Почему-то я все еще надеюсь, что Сергей Триумфов жив, и известие о его смерти не верное. Так было уже и не раз. Говорили, что человек умер, и даже  успевали написать воспоминания о нем, эпитафии и панегирики, а он оказывался жив. И я совсем не против,  был бы, если окажется, что Сергей Триумфов на самом деле жив. Но я смотрю на его страницу в ФБ и вижу, что  уже в июне он не выходил в Интернет, и не ответил ни на одно из многочисленных поздравлений.
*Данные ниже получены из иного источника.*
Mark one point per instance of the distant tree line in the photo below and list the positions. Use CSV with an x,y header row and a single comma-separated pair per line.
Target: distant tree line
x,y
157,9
Я не общался с ним долгое время. Полгода. Мы простились на берегу, в день его отъезда в Москву, в начале октября прошлого года. Прошлая осень в Коктебеле была на удивление мягкой, а море теплым. Поплавали в море, выпили портвейна. Я уговаривал его сдать билет. Провоцировал, говорил, что так поступают настоящие художники, у которых все неожиданно, спонтанно, противоречиво.  Он хотел быть художником, хотел, чтобы его приняли в художественную среду. И он понимал мои коктебельские шуточки. Я еще раньше предлагал  ему отпустить волосы и бороду.  Но он только улыбался в ответ, хотя, маленькую бородку все же отпустил. На самом деле, он всю жизнь был «водопроводчиком». Так его называли зло некоторые общие знакомые.  Действительно, он работал главным инженером какого-то Торгового Центра. Я узнал об этом тоже на берегу моря, потому что ему часто звонили и задавали неожиданные вопросы. Как найти какой-то рубильник, как закрыть какой-то люк.   И он долго объяснял. Без него вся работа вставала, судя по звонкам и Торговый Центр оставался без воды, электричества, туалетов и газа. Не знаю, без чего еще он мог остаться. Наверное, еще без замков. И ему приходилось прерывать отпуск и мчаться закручивать гайки, останавливать воду, и прочищать унитазы. Он и выглядел несколько «топорно», соответственно прозвищу. Это его слова. Не я его так обзываю.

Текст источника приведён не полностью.